The strategy gives a clear steer to key areas of focus. More specifically, it also has key messages that employers can use to inform their actions. My favourite one being “we need to get comfortable with the uncomfortable”.
One final point. The Anti-Racist Employment Strategy very clearly promotes the taking of an intersectional approach. In that regard it cannot be seen or used in isolation. So, addressing inequalities for racialised minorities also presents a serious opportunity for employers to look at other areas where their employment practices are falling short. As a guide, just look at your employment outcomes for women workers, disabled workers or any other protected characteristic group. How can you simultaneously make work fairer for these groups? Can you, for example, address lack of effective voice? It is well known that collective trade union bargaining provides the most effective voice. If you can address that, you would get an effective voice channel that can deliver Fair Work for everyone.

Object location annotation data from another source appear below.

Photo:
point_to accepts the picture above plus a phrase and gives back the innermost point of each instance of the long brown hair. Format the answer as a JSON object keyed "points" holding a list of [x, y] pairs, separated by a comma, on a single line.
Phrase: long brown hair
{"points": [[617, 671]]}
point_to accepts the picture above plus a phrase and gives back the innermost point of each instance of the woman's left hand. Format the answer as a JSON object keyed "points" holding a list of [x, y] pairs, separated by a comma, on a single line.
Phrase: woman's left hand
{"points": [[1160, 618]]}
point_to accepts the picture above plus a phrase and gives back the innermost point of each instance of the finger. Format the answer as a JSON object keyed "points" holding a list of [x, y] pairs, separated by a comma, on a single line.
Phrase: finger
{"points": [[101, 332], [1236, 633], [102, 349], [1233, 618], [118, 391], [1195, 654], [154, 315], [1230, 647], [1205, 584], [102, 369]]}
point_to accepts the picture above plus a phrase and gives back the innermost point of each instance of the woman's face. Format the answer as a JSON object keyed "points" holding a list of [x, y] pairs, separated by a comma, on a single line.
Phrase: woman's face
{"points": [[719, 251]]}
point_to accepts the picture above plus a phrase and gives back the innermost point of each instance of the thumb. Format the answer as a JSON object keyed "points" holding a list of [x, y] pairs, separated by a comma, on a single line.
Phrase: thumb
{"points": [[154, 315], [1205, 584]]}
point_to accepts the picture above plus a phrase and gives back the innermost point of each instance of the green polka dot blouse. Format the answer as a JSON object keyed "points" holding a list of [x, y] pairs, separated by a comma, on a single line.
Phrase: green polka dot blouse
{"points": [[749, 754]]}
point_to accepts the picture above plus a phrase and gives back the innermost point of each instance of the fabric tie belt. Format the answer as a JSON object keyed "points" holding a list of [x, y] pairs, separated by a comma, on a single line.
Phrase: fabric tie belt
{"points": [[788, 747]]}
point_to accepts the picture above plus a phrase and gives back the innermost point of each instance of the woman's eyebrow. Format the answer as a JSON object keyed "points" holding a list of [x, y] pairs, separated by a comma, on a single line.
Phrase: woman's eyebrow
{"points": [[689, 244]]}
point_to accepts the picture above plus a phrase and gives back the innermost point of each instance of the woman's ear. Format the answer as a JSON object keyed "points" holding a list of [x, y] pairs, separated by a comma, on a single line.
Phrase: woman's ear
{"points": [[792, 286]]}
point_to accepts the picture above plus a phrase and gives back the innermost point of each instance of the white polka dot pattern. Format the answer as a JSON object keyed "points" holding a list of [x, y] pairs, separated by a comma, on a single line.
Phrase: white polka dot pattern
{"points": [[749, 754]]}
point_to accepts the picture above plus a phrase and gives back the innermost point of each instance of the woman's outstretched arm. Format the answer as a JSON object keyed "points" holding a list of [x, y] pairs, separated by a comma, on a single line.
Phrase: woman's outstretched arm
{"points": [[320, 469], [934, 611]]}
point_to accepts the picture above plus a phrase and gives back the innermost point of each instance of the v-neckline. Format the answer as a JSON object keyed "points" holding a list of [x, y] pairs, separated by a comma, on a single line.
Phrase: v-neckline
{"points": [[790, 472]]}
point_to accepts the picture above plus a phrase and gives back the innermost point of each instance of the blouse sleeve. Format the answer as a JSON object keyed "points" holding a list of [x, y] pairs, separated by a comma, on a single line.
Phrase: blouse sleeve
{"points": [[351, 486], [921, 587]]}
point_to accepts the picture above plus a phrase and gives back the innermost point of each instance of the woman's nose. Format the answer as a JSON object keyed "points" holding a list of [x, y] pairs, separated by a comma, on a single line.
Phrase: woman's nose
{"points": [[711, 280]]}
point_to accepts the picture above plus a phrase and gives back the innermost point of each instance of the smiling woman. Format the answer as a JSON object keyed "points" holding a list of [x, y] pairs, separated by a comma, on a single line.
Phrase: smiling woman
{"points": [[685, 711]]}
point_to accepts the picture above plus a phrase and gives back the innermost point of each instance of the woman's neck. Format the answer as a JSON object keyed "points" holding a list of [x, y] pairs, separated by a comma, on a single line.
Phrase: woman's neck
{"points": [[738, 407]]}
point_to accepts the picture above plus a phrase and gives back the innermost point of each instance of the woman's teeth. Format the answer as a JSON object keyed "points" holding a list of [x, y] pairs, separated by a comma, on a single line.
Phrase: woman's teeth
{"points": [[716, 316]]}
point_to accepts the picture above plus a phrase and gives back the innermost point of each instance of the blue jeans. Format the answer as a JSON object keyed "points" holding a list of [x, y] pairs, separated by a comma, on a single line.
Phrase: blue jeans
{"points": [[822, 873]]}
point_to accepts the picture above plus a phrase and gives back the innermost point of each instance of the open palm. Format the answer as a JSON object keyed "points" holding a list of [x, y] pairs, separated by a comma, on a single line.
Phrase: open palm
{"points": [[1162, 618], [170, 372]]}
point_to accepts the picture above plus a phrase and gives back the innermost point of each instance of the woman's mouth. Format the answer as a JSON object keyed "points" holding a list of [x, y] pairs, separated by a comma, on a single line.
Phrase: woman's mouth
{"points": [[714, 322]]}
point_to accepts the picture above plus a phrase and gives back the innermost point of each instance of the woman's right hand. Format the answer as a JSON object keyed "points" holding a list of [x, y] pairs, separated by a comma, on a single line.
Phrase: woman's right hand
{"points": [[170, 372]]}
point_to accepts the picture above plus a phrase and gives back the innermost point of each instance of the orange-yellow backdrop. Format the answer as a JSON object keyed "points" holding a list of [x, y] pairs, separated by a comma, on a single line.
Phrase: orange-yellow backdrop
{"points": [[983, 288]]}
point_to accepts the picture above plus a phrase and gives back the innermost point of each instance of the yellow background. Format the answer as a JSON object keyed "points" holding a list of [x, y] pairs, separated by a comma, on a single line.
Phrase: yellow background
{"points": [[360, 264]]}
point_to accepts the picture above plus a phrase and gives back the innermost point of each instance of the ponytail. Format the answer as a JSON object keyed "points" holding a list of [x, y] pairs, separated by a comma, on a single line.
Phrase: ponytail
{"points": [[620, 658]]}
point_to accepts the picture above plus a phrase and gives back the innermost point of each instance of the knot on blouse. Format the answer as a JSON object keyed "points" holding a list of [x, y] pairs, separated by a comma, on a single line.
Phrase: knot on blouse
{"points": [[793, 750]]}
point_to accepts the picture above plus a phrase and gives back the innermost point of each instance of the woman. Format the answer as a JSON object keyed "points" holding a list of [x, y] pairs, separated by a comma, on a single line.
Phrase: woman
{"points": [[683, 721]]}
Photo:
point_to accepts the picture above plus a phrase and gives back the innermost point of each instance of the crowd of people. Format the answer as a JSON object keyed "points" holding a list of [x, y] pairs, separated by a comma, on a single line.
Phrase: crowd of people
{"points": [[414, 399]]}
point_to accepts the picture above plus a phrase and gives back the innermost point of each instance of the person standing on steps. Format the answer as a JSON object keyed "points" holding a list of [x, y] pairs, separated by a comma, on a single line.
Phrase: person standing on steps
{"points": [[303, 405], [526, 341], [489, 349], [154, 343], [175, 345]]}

I firmly believe that if we use this strategy to make strides and address inequalities for racialised minorities, we will see a far more enduring recovery from the current social and economic challenges and build in resilience for the future. Such a recovery will also better deliver on the vision of the Scottish Government, shared by the Fair Work Convention, for people in Scotland to have world-leading working lives where fair work drives success, wellbeing and prosperity for everyone.